Le contrôle de Turati sur le Parti socialiste était également ténu. Sa force était dans la délégation parlementaire, pas dans la base du parti. En 1904, le parti fit un virage à gauche; La faction réformiste de Turati ne reprit le contrôle total du parti qu'en 1908. Cette année-là, les socialistes adoptèrent un programme qui appelait à des réformes fondamentales du système fiscal et à l'introduction du suffrage universel pour les hommes. Turati n'a jamais embrassé le suffrage universel et en 1910 a accepté un projet de loi sur les droits de vote plus limité du gouvernement de Luigi Luzzatti. Lorsque le gouvernement de Luzzatti tomba en mars 1911 et que Giolitti reprit ses fonctions avec un programme de nationalisation du secteur des assurances et de suffrage universel, le moment semblait venu pour une alliance renouvelée entre Giolitti et les réformistes socialistes. Le nouveau Premier ministre a offert un poste au cabinet à Leonida Bissolati, une modérée de premier plan. Cette fois, Turati, craignant que les militants des partis les plus radicaux n'accepteraient de participer à un gouvernement non socialiste, a pesé pour persuader Bissolati de rejeter l'offre.

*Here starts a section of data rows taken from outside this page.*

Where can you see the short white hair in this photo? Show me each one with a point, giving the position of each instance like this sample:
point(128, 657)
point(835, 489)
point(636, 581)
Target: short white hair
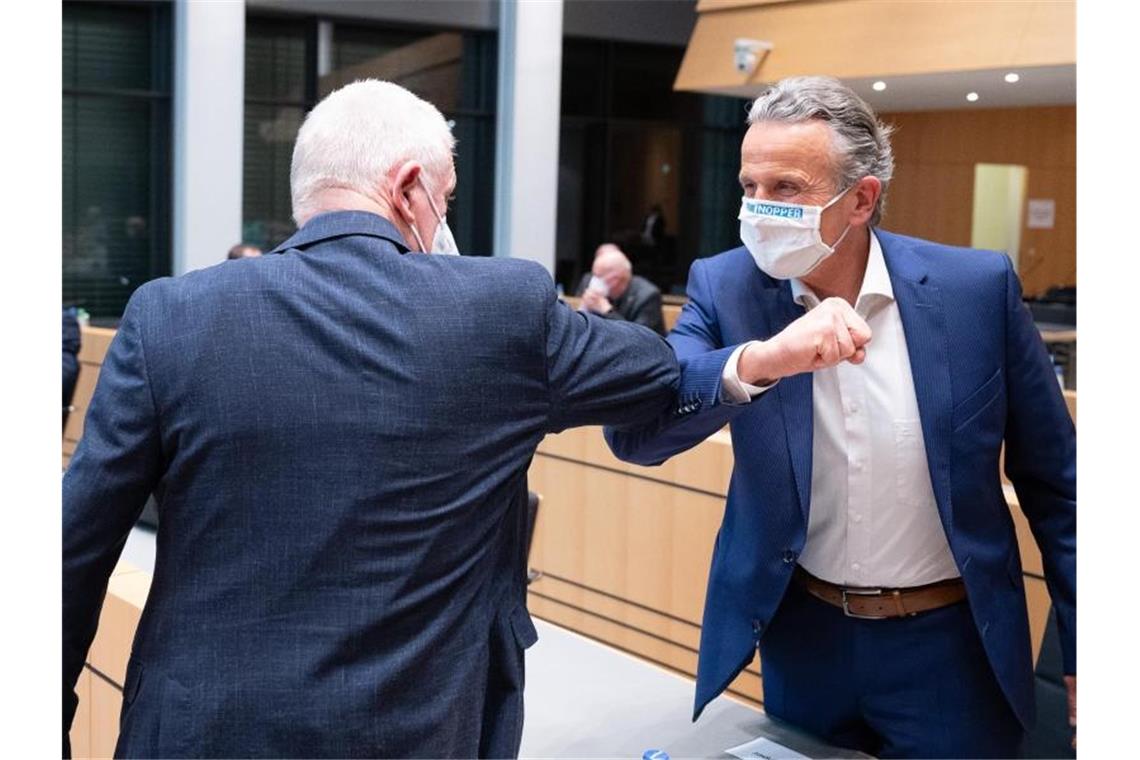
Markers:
point(356, 135)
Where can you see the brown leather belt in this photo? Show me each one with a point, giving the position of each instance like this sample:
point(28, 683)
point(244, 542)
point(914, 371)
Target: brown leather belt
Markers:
point(882, 603)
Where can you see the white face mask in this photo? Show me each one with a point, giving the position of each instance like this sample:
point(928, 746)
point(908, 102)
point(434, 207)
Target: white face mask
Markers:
point(442, 242)
point(599, 286)
point(784, 237)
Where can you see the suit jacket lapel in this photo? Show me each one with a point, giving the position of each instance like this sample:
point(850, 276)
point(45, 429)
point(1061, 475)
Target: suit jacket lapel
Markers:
point(922, 311)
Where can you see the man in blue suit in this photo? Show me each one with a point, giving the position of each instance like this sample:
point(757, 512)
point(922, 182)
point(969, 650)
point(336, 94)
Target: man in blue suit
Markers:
point(866, 546)
point(338, 436)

Peu de temps après, les relations entre Turati et Giolitti se détériorèrent lorsque le gouvernement décida de conquérir la Libye en septembre 1911. Bien que Turati passa dans l'opposition, davantage de dirigeants révolutionnaires, dont Benito Mussolini, prirent le contrôle du parti en 1912. Turati ne retrouva plus jamais la majorité, ni sa relation avec Giolitti n'a jamais été complètement réparée.

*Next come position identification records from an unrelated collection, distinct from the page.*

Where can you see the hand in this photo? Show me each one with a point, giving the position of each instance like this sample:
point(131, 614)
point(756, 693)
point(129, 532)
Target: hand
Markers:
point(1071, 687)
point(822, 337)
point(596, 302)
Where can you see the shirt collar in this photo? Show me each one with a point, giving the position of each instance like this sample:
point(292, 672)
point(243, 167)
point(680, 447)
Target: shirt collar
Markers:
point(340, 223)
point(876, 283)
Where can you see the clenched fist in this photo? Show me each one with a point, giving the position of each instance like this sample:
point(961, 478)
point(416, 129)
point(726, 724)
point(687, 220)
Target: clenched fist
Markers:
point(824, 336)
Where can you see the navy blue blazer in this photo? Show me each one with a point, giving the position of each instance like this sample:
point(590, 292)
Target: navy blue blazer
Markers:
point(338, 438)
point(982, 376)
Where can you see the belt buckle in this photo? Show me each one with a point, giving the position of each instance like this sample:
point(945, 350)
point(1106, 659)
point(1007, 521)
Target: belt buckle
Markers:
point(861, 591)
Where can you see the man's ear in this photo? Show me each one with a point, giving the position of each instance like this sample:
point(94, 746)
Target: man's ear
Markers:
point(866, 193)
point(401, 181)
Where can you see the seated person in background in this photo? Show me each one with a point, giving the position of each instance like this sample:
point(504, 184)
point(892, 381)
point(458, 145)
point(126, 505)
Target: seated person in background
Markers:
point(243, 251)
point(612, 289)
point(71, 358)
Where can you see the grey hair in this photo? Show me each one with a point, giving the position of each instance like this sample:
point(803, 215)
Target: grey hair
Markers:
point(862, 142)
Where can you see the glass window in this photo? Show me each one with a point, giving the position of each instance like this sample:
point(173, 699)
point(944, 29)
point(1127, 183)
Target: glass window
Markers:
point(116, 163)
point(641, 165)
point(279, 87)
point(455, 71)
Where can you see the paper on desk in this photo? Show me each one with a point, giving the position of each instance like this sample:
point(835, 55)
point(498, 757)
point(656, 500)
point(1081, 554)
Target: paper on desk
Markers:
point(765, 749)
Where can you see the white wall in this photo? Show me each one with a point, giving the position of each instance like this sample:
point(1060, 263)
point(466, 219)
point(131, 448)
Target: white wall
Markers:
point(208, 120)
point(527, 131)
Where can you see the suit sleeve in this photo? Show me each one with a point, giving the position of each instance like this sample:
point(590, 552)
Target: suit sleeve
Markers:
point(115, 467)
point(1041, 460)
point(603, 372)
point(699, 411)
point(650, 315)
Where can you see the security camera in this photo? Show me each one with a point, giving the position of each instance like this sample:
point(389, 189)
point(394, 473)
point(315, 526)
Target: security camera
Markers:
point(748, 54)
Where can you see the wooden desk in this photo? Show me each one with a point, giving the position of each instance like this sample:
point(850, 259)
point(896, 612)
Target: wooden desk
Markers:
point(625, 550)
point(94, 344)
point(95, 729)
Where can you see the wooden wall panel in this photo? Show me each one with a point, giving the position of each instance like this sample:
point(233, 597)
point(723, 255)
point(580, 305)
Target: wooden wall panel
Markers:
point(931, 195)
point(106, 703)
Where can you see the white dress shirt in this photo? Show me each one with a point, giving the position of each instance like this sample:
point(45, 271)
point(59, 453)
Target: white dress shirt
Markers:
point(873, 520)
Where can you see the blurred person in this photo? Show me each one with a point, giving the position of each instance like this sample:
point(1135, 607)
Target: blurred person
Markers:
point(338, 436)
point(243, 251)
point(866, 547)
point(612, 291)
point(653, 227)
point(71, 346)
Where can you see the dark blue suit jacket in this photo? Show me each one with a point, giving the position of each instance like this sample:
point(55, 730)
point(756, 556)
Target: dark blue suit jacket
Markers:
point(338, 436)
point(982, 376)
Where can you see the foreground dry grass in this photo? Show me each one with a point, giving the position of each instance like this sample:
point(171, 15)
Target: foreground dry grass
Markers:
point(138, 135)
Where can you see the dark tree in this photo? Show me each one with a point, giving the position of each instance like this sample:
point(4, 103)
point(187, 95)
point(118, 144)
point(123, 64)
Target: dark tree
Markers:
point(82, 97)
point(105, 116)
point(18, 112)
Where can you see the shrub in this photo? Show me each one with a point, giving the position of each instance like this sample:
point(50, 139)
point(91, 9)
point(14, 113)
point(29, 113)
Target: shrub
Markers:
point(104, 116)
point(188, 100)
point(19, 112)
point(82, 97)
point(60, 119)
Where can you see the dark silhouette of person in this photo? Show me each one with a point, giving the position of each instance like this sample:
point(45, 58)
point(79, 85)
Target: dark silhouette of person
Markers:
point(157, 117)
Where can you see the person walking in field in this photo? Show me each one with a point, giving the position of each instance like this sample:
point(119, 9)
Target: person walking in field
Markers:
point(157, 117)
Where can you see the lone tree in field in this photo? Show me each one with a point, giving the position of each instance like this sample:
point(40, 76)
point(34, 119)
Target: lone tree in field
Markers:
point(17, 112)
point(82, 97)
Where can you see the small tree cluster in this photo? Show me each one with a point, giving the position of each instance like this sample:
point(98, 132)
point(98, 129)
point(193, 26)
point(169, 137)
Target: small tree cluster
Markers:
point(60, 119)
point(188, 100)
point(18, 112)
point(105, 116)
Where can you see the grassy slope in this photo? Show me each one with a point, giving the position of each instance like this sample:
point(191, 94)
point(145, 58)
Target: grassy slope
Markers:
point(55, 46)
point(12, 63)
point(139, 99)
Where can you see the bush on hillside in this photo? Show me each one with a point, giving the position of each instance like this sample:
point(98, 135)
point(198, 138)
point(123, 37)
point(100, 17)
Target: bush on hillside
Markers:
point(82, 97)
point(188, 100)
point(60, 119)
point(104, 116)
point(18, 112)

Les années après 1914 seraient frustrantes pour Turati alors qu'il cherchait à trouver un rôle constructif. La révolution bolchevique de 1917 a radicalisé le Parti socialiste italien et a bloqué les espoirs de Turati que le PSI pourrait coopérer avec d'autres mouvements démocratiques dans une campagne pour une nouvelle constitution et une république démocratique. Turati était minoritaire au congrès du parti de 1919 lorsque la direction a décidé de rejoindre la nouvelle Internationale communiste. Bien que le PSI ait remporté 156 sièges aux élections de novembre 1919, Turati a été empêché par la politique du parti d'utiliser cette force de manière constructive. Turati est resté dans un parti qui a gaspillé ses opportunités et a ouvert la porte à la réaction fasciste; Ce n'est qu'en octobre 1922, alors que le Parti socialiste était complètement hors de propos, que la faction réformiste de Turati s'est finalement séparée pour former le Parti socialiste unitaire (PSU).

Turati a regardé impuissant la dictature fasciste s'installer en Italie. En décembre 1925, Anna Kuliscioff mourut; l'année suivante, un groupe de jeunes socialistes organisa l'évasion de Turati d'Italie vers la France. Turati est devenu actif dans la politique d'exil, soutenant le mouvement de réunification du PSI et du PSU, qui a eu lieu en juillet 1930. Il est mort à Paris en mars 1932.